Even though widely expected, this is nearly a billion, afterall — from the Merck presser, just out:
. . . .Merck. . . announced it has reached a resolution with federal and state authorities regarding a previously disclosed investigation concerning Vioxx. Merck voluntarily withdrew Vioxx from the market in September 2004. The company previously recorded a charge of $950 million in October 2010 in anticipation of today’s agreements.
Under civil settlement agreements signed with the United States and individually with 43 states and the District of Columbia, Merck will pay approximately two-thirds of the reserved charge to resolve civil allegations related to Vioxx.

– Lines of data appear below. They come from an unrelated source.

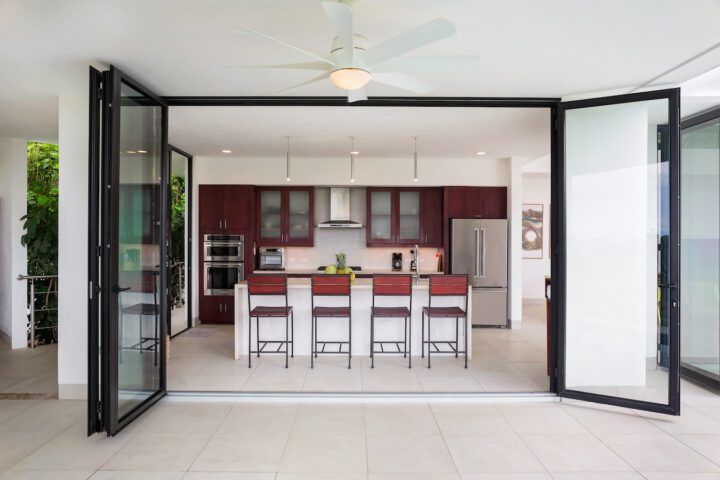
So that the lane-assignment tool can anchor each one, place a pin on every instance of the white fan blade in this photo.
(341, 17)
(322, 66)
(357, 95)
(401, 80)
(322, 76)
(418, 37)
(317, 55)
(431, 62)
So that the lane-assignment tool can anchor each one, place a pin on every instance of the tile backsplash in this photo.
(329, 241)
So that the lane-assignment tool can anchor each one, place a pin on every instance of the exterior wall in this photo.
(13, 256)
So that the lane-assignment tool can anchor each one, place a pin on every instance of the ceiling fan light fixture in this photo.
(350, 78)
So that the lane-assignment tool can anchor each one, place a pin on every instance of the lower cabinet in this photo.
(217, 309)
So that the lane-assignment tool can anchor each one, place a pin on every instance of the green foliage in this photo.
(41, 232)
(177, 241)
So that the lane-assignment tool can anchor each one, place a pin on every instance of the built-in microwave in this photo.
(271, 259)
(221, 277)
(224, 248)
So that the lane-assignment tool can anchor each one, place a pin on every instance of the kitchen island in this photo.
(387, 329)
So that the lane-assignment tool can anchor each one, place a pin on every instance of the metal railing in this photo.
(33, 294)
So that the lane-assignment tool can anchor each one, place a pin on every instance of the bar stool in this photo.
(269, 285)
(328, 285)
(446, 286)
(391, 285)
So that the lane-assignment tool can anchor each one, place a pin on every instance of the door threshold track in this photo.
(362, 397)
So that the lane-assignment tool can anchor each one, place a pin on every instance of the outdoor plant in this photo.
(41, 233)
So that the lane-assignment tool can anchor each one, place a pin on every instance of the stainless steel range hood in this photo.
(339, 210)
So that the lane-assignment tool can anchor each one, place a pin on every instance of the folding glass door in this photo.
(617, 299)
(128, 188)
(700, 231)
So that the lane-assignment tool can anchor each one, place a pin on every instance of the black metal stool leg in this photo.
(457, 343)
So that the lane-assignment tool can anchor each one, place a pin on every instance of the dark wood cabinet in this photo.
(227, 208)
(476, 202)
(285, 216)
(404, 217)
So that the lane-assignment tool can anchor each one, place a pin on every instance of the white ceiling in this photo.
(549, 48)
(380, 132)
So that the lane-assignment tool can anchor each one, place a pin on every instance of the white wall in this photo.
(536, 189)
(13, 256)
(72, 233)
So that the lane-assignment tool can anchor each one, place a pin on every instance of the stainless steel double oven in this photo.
(224, 257)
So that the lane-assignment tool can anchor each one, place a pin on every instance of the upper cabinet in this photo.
(476, 202)
(285, 216)
(404, 217)
(227, 209)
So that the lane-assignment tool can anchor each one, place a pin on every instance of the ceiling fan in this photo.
(353, 62)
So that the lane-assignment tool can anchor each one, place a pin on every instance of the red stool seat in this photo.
(270, 311)
(401, 312)
(451, 312)
(331, 311)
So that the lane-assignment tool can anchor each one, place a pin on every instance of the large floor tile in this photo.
(396, 419)
(408, 454)
(492, 453)
(242, 452)
(658, 453)
(157, 452)
(74, 450)
(321, 419)
(470, 420)
(574, 453)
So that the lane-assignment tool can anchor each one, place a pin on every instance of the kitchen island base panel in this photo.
(386, 329)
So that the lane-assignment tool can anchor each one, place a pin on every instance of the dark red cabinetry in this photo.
(285, 216)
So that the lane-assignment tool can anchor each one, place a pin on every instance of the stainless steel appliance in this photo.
(221, 277)
(479, 248)
(397, 261)
(224, 248)
(271, 259)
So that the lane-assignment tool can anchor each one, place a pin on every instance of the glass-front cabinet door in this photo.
(299, 221)
(380, 217)
(700, 248)
(270, 217)
(616, 296)
(408, 217)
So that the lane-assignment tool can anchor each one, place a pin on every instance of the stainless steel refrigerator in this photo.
(479, 248)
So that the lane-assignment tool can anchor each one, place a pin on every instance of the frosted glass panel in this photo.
(299, 214)
(700, 249)
(409, 216)
(270, 214)
(381, 212)
(617, 230)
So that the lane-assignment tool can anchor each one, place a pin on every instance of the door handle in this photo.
(482, 273)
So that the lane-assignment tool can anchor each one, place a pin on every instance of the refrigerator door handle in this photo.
(477, 253)
(482, 272)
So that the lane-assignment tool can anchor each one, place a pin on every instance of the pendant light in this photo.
(415, 159)
(287, 160)
(353, 152)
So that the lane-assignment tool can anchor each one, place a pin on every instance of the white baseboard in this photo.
(72, 391)
(533, 302)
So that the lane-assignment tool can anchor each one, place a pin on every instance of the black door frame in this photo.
(189, 243)
(559, 287)
(688, 371)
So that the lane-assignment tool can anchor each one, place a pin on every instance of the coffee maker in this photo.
(397, 261)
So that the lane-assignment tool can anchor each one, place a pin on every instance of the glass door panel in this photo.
(271, 214)
(299, 212)
(619, 290)
(178, 276)
(381, 215)
(700, 232)
(409, 216)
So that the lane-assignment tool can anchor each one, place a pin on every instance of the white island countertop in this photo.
(337, 328)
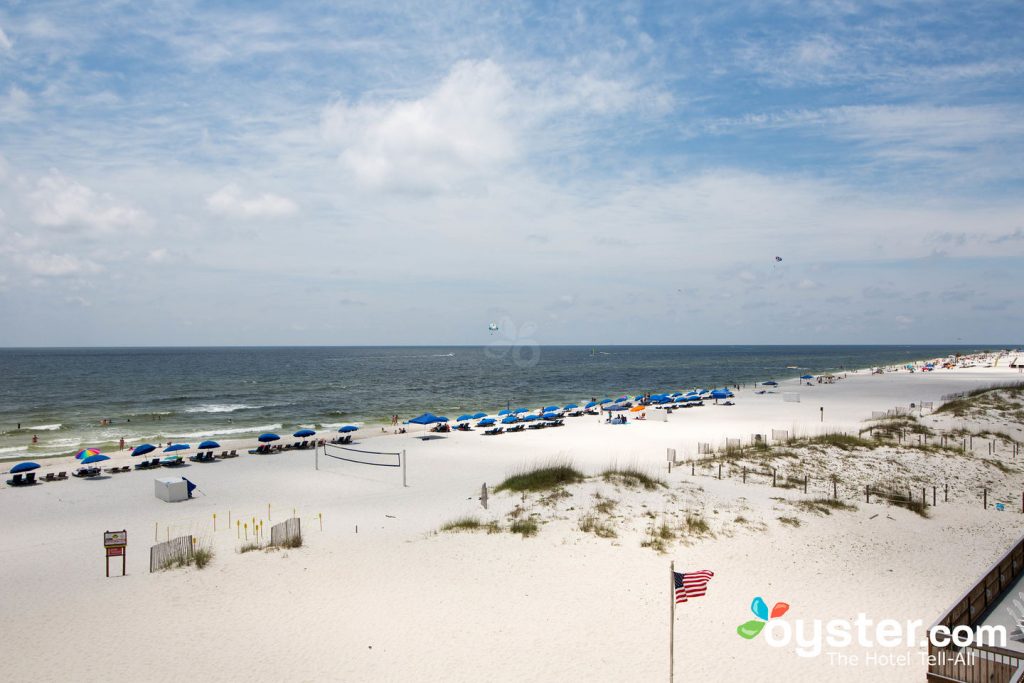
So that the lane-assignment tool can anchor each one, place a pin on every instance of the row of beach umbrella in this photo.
(93, 456)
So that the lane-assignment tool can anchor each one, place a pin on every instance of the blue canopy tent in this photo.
(426, 419)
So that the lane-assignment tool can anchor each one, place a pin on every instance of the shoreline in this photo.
(339, 623)
(224, 436)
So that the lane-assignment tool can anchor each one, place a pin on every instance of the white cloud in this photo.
(453, 134)
(229, 201)
(56, 265)
(60, 202)
(14, 105)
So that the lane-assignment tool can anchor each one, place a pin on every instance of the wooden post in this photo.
(672, 622)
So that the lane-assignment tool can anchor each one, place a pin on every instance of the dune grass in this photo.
(541, 478)
(592, 523)
(525, 527)
(824, 506)
(632, 476)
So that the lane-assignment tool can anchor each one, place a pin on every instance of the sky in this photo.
(207, 173)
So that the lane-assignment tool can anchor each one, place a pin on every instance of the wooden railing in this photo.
(979, 664)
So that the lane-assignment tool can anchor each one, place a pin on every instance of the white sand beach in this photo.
(379, 594)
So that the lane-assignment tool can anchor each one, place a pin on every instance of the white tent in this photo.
(171, 489)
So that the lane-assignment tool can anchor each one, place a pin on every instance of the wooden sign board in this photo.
(115, 544)
(115, 539)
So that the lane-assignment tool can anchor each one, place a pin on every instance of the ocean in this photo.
(188, 394)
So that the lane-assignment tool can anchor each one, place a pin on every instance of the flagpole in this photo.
(672, 622)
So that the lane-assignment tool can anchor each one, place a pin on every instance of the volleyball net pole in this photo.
(402, 459)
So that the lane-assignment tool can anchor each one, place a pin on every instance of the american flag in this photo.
(691, 584)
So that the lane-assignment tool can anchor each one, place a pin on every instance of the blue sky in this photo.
(280, 173)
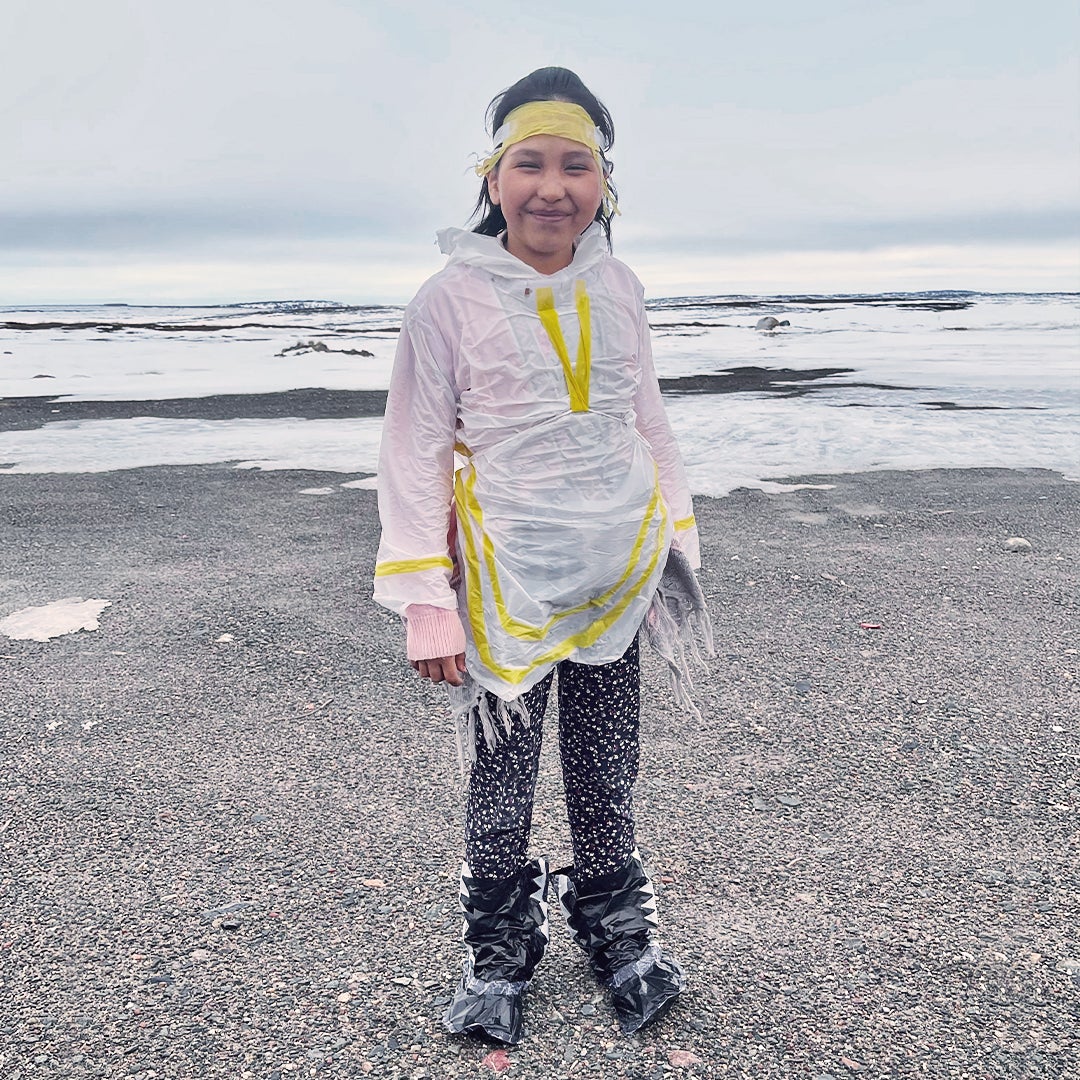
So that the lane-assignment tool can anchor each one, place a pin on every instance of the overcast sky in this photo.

As a result, the United States and the participating states have released Merck from civil liability related to the governments’ allegations regarding the sale and marketing of Vioxx in the United States. Previously disclosed litigation with seven states remains outstanding.
The civil settlement does not constitute any admission by Merck of any liability or wrongdoing.
“We believe that Merck acted responsibly and in good faith in connection with the conduct at issue in these civil settlement agreements, including activities concerning the safety profile of Vioxx,” said Bruce N. Kuhlik, executive vice president and general counsel of Merck.
Separately, the company agreed to plead guilty to a misdemeanor under the Federal Food, Drug, and Cosmetic Act arising out of the marketing of Vioxx by company representatives to physicians in the United States for the treatment of rheumatoid arthritis before the FDA’s approval of that indication in April 2002. The company will pay a fine of approximately one-third of the reserved amount to the federal government as part of the plea agreement. . . .
Now we wait for the securities, ERISA and derivative settlements related to the ENHANCE debacle. Those should appear in Q4 2011 as well — once Merck’s board approves them. How much more will they cost? We will let you know, but those were largely due to the acts of high executives at legacy Schering-Plough, not Merck.